Podemos accepte de soutenir le gouvernement social-démocrate espagnol

Lundi, le parti Podemos a signé un « pré-accord » avec le Parti socialiste espagnol (PSOE), s'engageant à soutenir tout gouvernement que le PSOE finira par former après l’élection de dimanche.

L'accord est une nouvelle étape importante dans l'émergence, comme groupes réactionnaires et anti-travailleurs, des partis « post-marxistes » petits-bourgeois d'Europe. L'allié grec de Podemos, Syriza, a pris le pouvoir en 2015 et a rapidement piétiné ses promesses électorales de mettre fin à l'austérité, imposant des dizaines de milliards d'euros de coupes sociales. De même, Podemos et le PSOE tentent de présenter leur accord au public comme un projet de gouvernement « progressiste » et « démocratique ». En fait, Podemos soutient les politiques d'austérité sociale et de répression policière violente du PSOE en Catalogne.

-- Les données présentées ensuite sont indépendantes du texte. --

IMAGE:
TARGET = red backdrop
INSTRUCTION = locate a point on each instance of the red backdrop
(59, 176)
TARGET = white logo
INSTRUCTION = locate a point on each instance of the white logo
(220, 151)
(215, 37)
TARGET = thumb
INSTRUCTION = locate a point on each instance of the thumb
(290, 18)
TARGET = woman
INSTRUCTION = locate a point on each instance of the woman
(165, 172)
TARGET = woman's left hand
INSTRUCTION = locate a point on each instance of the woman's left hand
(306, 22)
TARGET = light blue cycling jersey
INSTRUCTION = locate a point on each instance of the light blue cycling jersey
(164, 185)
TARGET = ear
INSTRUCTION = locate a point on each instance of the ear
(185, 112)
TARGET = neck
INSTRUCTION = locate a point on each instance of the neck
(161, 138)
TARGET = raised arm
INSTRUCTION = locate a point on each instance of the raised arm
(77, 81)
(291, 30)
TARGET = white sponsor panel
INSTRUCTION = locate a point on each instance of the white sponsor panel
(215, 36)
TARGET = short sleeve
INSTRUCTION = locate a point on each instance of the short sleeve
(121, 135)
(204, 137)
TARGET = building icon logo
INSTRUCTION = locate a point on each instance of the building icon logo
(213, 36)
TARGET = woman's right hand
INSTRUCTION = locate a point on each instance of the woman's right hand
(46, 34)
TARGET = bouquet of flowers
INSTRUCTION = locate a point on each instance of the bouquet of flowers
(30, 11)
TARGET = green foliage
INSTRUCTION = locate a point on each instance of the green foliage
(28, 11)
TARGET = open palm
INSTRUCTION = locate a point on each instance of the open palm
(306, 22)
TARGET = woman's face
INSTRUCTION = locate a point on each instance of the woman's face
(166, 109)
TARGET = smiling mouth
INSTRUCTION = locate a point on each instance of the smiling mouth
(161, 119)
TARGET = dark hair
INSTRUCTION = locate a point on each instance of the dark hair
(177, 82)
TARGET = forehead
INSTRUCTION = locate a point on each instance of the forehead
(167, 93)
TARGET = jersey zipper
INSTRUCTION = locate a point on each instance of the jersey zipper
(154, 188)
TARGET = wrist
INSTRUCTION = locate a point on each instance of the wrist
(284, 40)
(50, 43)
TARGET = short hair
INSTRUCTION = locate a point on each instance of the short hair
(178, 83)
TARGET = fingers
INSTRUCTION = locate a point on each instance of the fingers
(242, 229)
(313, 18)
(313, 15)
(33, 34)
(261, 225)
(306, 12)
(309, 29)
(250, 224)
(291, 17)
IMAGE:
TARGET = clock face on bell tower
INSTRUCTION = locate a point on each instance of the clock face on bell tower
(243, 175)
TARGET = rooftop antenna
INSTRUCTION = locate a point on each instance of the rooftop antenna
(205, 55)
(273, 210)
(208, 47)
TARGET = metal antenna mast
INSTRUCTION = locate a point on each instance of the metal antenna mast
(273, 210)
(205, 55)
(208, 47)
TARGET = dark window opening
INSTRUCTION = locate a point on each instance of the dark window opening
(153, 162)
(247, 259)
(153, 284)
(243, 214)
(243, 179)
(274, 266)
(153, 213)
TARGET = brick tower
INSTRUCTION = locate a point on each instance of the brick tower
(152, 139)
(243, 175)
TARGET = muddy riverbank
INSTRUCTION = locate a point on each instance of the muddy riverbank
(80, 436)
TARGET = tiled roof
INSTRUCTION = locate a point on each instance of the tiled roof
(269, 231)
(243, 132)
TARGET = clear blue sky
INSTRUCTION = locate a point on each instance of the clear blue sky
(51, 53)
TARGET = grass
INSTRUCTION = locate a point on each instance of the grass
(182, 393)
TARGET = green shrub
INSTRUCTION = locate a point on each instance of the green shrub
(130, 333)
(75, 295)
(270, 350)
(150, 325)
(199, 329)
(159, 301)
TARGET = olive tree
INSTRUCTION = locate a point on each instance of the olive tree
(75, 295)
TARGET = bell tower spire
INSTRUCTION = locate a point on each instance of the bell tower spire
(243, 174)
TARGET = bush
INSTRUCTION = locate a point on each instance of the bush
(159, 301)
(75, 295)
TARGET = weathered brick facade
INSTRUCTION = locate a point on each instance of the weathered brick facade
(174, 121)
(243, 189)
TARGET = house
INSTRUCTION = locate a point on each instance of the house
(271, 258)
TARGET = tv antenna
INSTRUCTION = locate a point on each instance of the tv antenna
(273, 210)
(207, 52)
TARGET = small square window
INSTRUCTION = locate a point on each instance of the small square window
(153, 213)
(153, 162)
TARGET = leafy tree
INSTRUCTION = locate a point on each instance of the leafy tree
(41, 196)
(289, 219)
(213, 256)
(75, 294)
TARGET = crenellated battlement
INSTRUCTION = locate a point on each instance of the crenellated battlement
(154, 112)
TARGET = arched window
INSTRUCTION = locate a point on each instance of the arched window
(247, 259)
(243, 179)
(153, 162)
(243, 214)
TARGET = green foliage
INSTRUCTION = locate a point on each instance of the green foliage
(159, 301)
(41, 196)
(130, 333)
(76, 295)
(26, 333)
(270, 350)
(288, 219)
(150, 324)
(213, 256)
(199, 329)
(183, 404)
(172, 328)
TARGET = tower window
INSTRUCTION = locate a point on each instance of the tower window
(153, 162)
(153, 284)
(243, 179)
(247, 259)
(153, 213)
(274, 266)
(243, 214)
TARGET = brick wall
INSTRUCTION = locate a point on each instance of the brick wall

Dans l’accord signé par le secrétaire général de Podemos Pablo Iglesias et le premier ministre espagnol par intérim Pedro Sanchez (PSOE), les deux partis prennent cet engagement: « Le gouvernement espagnol s'attachera en priorité à garantir la paix sociale en Catalogne et la normalisation de la vie politique. Dans ce but, il organisera un dialogue en Catalogne et rechercha de formulations permettant une compréhension et une réconciliation communes, toujours dans le cadre de la Constitution ».

Le chef du parti Podemos, Pablo Iglesias, s'exprime alors que le Premier ministre espagnol Pedro Sánchez, Premier ministre intérimaire, observe la signature d'un accord au Parlement à Madrid, le mardi 12 novembre 2019. (AP Photo/Paul White)

L'accord engage également Podemos à l'austérité, que le PSOE s'est engagé à imposer dans une lettre à l'Union européenne (UE) avant l’élection, promettant des milliards d'euros en nouvelles coupes sociales. L'accord met l'accent sur les principes de « justice fiscale et d'équilibre budgétaire. »

Aux termes de l'accord, Iglesias doit être vice-président du conseil des ministres sous la direction d'un premier ministre du PSOE, quel que soit le gouvernement que le PSOE met en place maintenant.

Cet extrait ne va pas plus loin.